Y así, entre tango y tango, noches de humo y de bohemia, se gestaron diálogos en bares en donde académicos, universitarios, líderes y gestores sociales, discutían de política y se gestaban acciones reivindicativas. La tanguedia se convirtió en un refugio y un pretexto para el encuentro. En Bogotá existieron sitios emblemáticos como “El Viejo Almacén” de Marielita y Javier, en donde en un ambiente de camaradería la noche se convertía en cómplice de entramados y amables clandestinidades.
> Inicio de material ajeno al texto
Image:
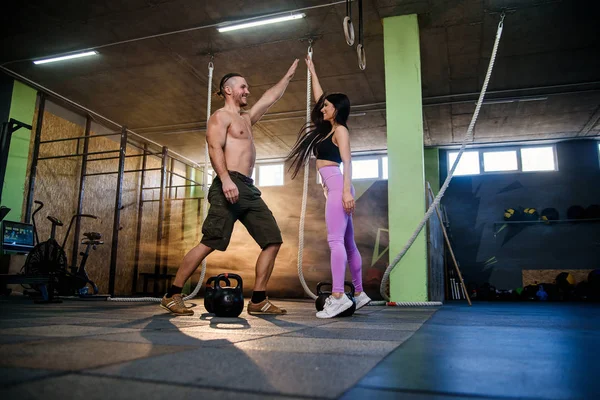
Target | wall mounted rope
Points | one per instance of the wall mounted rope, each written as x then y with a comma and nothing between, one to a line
437,199
305,187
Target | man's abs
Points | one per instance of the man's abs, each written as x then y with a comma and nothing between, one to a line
240,153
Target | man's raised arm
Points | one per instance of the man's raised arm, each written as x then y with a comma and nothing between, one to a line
272,95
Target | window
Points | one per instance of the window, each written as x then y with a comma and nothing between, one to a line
495,161
384,167
468,164
509,159
538,159
365,169
270,175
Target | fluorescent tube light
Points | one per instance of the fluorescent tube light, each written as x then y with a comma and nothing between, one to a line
261,22
514,100
62,58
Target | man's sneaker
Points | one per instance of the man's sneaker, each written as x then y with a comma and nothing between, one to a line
361,300
265,307
176,305
334,306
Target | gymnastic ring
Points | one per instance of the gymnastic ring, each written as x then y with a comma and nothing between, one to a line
349,31
362,57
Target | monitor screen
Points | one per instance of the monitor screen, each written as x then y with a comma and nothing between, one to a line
17,236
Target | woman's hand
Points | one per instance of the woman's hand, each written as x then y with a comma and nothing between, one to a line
348,202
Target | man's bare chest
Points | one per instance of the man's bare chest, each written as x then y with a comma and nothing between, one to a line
240,129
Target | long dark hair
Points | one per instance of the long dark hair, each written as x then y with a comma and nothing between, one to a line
315,131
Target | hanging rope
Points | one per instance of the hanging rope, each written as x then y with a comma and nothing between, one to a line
348,26
205,178
204,208
305,188
437,199
360,49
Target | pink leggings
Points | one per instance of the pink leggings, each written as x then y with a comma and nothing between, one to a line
340,232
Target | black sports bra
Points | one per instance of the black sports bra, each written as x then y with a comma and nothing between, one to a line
327,150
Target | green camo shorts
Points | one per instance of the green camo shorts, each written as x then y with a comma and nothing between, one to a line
250,209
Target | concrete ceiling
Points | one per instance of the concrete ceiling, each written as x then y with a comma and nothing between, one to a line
545,84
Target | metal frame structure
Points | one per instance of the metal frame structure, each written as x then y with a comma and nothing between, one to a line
167,174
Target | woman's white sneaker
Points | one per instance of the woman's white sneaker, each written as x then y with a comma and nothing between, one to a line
334,306
361,300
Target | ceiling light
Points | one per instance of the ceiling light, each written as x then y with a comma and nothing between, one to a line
261,22
69,57
514,100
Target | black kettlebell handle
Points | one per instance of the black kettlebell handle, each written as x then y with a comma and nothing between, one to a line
319,287
215,281
352,288
228,275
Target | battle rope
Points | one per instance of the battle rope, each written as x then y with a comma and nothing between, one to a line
437,199
305,190
204,209
360,49
348,26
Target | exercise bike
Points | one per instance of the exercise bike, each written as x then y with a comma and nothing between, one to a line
49,258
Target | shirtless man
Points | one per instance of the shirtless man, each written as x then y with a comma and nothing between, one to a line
232,195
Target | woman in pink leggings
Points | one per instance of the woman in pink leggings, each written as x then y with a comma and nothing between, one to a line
327,137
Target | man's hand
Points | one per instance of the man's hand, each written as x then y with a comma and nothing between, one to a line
230,191
292,70
348,202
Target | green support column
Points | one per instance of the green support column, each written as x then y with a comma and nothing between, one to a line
406,187
22,108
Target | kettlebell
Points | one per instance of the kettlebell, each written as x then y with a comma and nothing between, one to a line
210,291
228,301
323,295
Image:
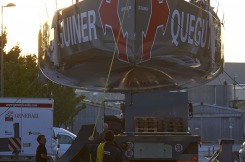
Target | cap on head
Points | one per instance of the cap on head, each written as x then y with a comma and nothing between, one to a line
39,137
109,136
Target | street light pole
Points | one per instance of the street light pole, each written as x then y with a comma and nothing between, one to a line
2,66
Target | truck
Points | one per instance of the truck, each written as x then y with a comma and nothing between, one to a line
155,128
22,120
146,50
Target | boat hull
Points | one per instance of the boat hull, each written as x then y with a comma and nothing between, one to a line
131,46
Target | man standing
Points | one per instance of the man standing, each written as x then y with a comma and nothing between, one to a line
108,152
41,152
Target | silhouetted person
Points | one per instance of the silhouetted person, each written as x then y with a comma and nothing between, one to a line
108,151
190,106
41,152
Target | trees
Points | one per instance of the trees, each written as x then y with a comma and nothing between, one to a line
21,80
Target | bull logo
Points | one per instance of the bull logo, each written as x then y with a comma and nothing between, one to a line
158,19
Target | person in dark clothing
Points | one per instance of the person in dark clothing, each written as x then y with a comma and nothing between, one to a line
41,152
110,153
190,106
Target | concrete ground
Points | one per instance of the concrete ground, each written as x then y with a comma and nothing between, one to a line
207,150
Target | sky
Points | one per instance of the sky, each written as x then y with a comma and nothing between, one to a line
23,22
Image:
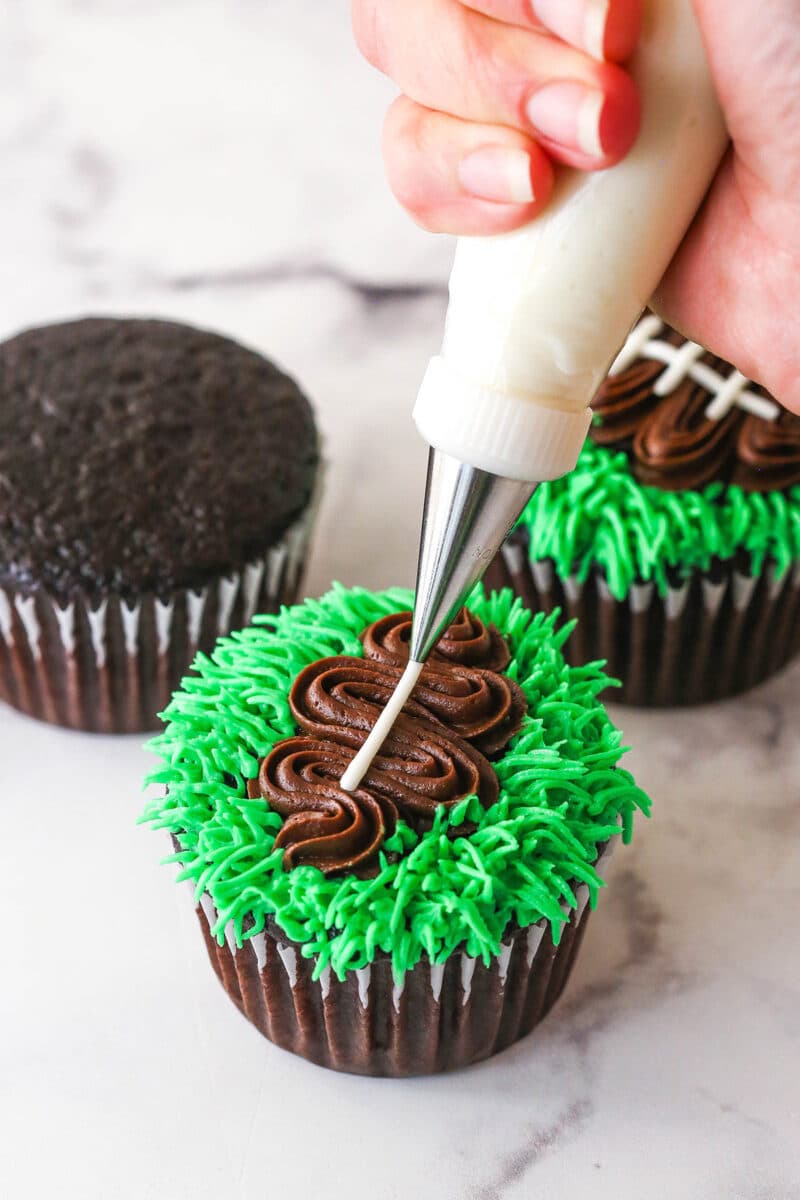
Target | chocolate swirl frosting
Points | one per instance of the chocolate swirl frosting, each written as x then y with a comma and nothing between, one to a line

Hoy una generación de jóvenes e intelectuales progresistas, izquierdistas y tangueros empedernidos, formados en las dos últimas décadas del siglo XX principalmente, continúan en la tarea de construir un mejor país, avanzando en alcanzar la utopía con la que soñábamos aquellos días en que escuchábamos “Sur, paredón y después… Sur, una luz de almacén… Ya nunca me verás como me vieras, recostado en la vidriera y esperándote” … pues, si se logra dar continuidad al gobierno del Pacto Histórico, “ya no será el mapa del tiempo perdido”.
Esta evocación del tango de Manzi, de Goyeneche, de Adriana Varela, de Pugliese y de Piazzolla, es también un reconocimiento a quienes dieron su vida por el sueño de un país con dignidad, porque como decía la poeta chilena Stella Díaz Varín: “No quiero/que mis muertos descansen en paz. /Tienen la obligación/de estar presentes”.